ONLY THE BLUE KNOWS 「きりゅうちゃん、明日の誕生日デート行かへん?」
そう言われて、特に断る理由もなかった。
午前中から動きたいから、と今朝は少し早めに起きて指定された服に着替える。そして巨大なターミナル駅から銀色の車両に二人で乗り込んだ。

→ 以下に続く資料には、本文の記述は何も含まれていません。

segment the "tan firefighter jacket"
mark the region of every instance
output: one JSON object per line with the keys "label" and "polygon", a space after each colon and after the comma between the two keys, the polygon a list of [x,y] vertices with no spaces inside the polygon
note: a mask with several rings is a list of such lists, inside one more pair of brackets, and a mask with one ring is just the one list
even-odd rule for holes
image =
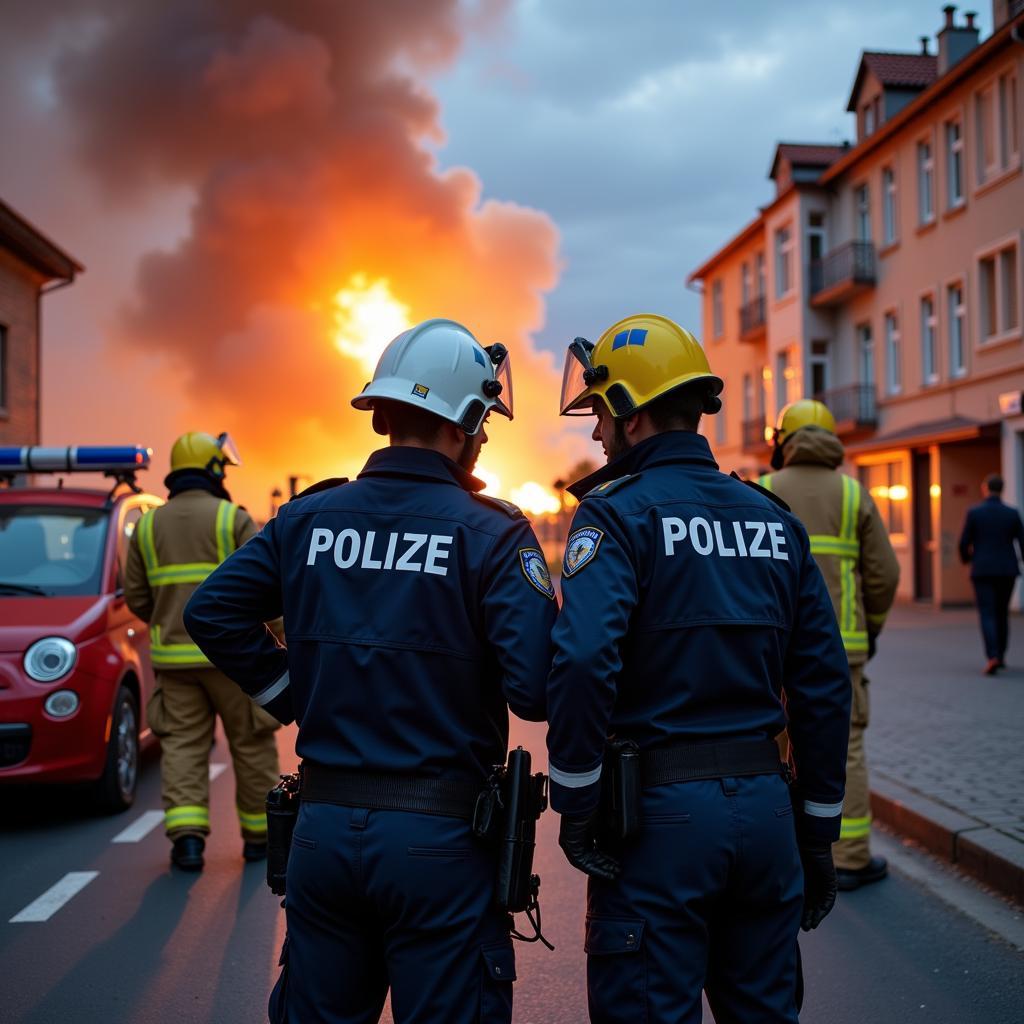
{"label": "tan firefighter jacket", "polygon": [[125,598],[150,624],[154,668],[210,665],[182,612],[197,586],[255,532],[245,509],[201,489],[183,490],[139,519],[128,545]]}
{"label": "tan firefighter jacket", "polygon": [[882,631],[899,583],[899,563],[871,496],[837,472],[843,444],[815,427],[782,449],[784,467],[761,477],[807,527],[811,554],[828,585],[851,665],[867,660],[867,634]]}

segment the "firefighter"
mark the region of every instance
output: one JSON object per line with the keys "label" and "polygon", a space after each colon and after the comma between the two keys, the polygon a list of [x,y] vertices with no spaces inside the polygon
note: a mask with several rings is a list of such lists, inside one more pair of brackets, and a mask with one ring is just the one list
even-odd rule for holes
{"label": "firefighter", "polygon": [[761,478],[807,527],[811,554],[818,563],[839,618],[850,665],[853,702],[846,763],[846,802],[840,841],[833,856],[839,888],[858,889],[888,872],[884,857],[870,849],[871,804],[864,756],[868,723],[864,665],[892,607],[899,563],[871,496],[852,477],[837,472],[843,444],[836,420],[820,401],[804,398],[779,414],[773,432],[771,465]]}
{"label": "firefighter", "polygon": [[[721,390],[662,316],[566,355],[561,413],[596,415],[608,459],[569,487],[548,680],[559,844],[591,876],[595,1024],[698,1021],[702,987],[719,1021],[796,1022],[797,936],[836,899],[846,658],[803,526],[697,433]],[[783,693],[793,791],[772,738]],[[611,837],[602,785],[637,809]]]}
{"label": "firefighter", "polygon": [[166,505],[146,512],[128,547],[125,597],[150,624],[157,687],[146,705],[161,741],[164,824],[171,862],[203,869],[210,831],[210,746],[217,716],[231,752],[242,855],[266,856],[267,791],[278,781],[279,723],[218,672],[185,632],[182,612],[196,587],[256,532],[224,488],[226,466],[240,466],[227,434],[182,434],[171,449]]}
{"label": "firefighter", "polygon": [[[470,818],[509,709],[544,719],[555,594],[529,521],[471,474],[512,417],[502,345],[430,319],[353,400],[390,444],[211,574],[185,611],[215,665],[299,722],[274,1024],[508,1024],[515,955]],[[284,612],[287,652],[260,623]]]}

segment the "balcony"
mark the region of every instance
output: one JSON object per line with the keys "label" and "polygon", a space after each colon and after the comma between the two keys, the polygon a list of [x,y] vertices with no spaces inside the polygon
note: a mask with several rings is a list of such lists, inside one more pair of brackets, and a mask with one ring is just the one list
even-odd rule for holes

既に小一時間は揺られているのだが、行き先はわからない。
今日は自分と色違いのシャツを着た隣の男に向かって、いったいどこへ行くんだ?と問うように目を合わせてみたが「そんな遠くやないで」と言うだけではっきりした答えは得られない。
どうやら教える気は無いらしい。
着いてからのお楽しみやとでも言うように目を細めて意味ありげに微笑むだけだった。
ならばこちらもこれ以上は追及せずに楽しみにしておくとしよう。
途中乗り継ぎをすると、スーツ姿の人間は殆どいなくなってしまった。
見るのは仲の良さそうな女性グループや修学旅行生の集団、外国人旅行者に夫婦やカップルといった面々ばかりで車両全体がどこか浮き立っている様子だった。
確かこの方面は…と考えていると「ここやで」と真島が立ち上がった。
桐生も少々慌てながら立ち上がり、ぞろぞろと続いて山間の細長いホームへと降りていく。関東では歴史ある神社仏閣を有する観光地の一つだった。
同じ方向へ急ぐこともなく歩いていく人々の列に倣って桐生たちも静かな住宅街の中をのんびり歩いていく。
今日は揃って随分カジュアルな恰好だよなと不思議に思っていたのだが、ここへ着いてようやく合点がいった。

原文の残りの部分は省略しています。